Senate Panel Kills Net Neutrality


WASHINGTON — The Silicon Valley was legislatively thumped today on the issue
of network neutrality. Again.


After almost two hours of often contentious debate, the Senate Commerce
Committee defeated a measure to insert controversial network neutrality
provisions into the panel’s ambitious telecom reform legislation.


Republican Senator Olympia Snow joined the 10 Democrats on the panel to
vote for the amendment. The remaining 11 Republicans voted against the
amendment. Under the Senate rules, a tie is the same as a loss.

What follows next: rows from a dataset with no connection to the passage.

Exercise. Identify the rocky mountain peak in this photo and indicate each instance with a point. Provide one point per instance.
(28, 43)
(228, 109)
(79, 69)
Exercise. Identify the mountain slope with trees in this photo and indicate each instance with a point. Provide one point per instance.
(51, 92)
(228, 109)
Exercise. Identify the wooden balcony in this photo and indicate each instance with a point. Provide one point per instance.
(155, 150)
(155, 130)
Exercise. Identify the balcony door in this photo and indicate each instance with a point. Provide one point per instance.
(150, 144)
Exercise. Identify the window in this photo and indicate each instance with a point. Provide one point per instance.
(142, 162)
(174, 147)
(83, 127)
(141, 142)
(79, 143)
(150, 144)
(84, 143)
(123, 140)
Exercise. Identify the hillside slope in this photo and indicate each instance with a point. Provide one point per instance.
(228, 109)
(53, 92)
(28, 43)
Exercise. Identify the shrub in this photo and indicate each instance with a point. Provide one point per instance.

Snowe and Byron Dorgan (D-N.D.) sponsored the amendment that would have
made it illegal for broadband providers to discriminate “in the carriage
and treatment of Internet traffic based on the source, destination or
ownership of such traffic.”


Instead, the committee endorsed language that refers issues of network
neutrality to the Federal Communications Commission (FCC).

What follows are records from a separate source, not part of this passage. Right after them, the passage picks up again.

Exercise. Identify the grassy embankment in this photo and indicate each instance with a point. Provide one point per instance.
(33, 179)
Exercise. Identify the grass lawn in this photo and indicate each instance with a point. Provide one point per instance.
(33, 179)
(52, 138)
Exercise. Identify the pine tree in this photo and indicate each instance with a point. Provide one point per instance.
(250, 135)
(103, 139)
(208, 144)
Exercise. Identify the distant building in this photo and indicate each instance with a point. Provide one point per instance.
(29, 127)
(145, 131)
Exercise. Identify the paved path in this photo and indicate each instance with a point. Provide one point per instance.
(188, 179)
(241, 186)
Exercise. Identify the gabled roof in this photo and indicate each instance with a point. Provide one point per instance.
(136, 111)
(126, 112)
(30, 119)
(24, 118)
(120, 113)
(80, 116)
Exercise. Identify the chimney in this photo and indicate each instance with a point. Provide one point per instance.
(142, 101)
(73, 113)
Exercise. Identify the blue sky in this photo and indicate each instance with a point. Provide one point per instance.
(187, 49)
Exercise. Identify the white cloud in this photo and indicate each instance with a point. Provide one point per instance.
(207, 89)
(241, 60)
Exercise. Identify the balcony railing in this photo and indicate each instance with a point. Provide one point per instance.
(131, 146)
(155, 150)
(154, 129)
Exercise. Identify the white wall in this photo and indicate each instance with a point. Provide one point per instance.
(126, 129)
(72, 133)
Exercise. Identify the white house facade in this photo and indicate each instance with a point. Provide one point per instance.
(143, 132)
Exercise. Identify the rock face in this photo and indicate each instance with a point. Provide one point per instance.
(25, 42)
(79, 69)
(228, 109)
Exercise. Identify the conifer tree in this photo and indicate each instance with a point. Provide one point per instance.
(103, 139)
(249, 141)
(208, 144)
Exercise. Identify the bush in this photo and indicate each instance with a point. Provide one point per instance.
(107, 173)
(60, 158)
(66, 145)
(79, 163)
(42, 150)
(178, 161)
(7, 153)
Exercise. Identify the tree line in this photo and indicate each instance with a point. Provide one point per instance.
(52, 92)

“Those who support [network neutrality] want to use the Internet for their
own end profit,” Committee Chairman Ted Stevens (R-Alaska) said. “Why
shouldn’t we use the FCC as an arbiter until we know what [network
neutrality] really is?”


Stevens’ bill would establish a Consumer Internet Bill of Rights forcing
broadband providers to allow users to run the legal applications and
services of their choice.


Tech titans such as Google, Microsoft and eBay are urging lawmakers to
include strong network neutrality language into any telecom reform bill
ultimately approved by Congress.


They argue the telephone and cable companies’ plan to charge based on
bandwidth consumption will create a two-tiered Internet with a fast lane for
those who can afford it and a slow lane for those who can’t.

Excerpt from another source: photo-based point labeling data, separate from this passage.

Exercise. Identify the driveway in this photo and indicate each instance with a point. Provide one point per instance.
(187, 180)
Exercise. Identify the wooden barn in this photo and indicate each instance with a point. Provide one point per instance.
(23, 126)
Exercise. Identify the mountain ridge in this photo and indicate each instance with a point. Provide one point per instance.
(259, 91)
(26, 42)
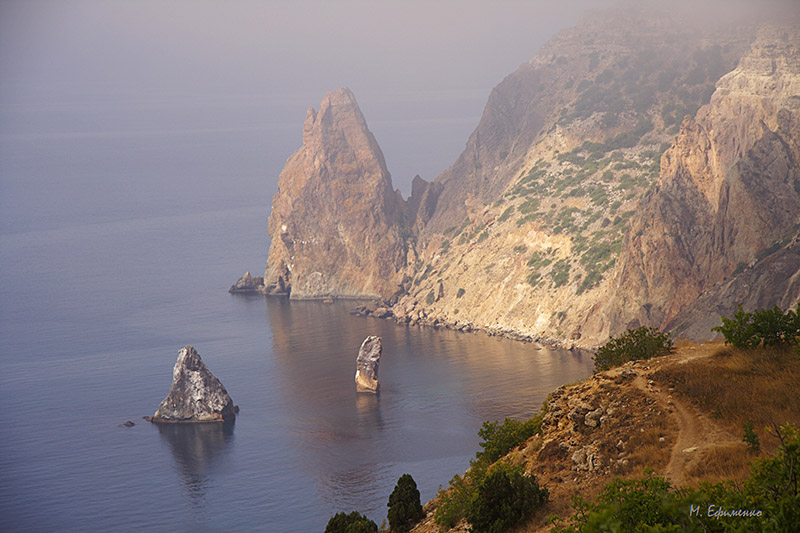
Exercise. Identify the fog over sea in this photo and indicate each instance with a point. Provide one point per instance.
(127, 209)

“Broadband operators will be able to pick winners and losers,” Snowe said.
“That is the cable model. Do we want that to be the Internet model?”


The bill now moves to the full Senate for a vote.


The House of Representatives passed its own
version of telecom reform on June 9, also leaving issues of network
neutrality to the FCC.


The industry argues statutory language is necessary to guarantee
non-discriminatory network traffic management since telephone and cable
broadband services are no longer bound by the common carrier regulations
ruling the dialup Internet world.


Freed from the common carrier obligations through a series of court
decisions and FCC rulings, broadband providers such as Verizon and AT&T are
seeking the new pricing scheme in order to maximize their return on their
expensive fiber-optic systems.


After more than a year of back-room “listening sessions” with a wide range
of stakeholders, Stevens released a draft
telecom reform bill to Democrats on May 2.


Sen. Daniel Inouye, the ranking Democrat on the panel, tepidly co-sponsored
the effort to get the ball rolling but noted his endorsement was not a
“demonstration of support for the bill itself.”


By the time Stevens convened the markup last week, more than 200 amendments
had been submitted, including a “substitute bill” from Inouye.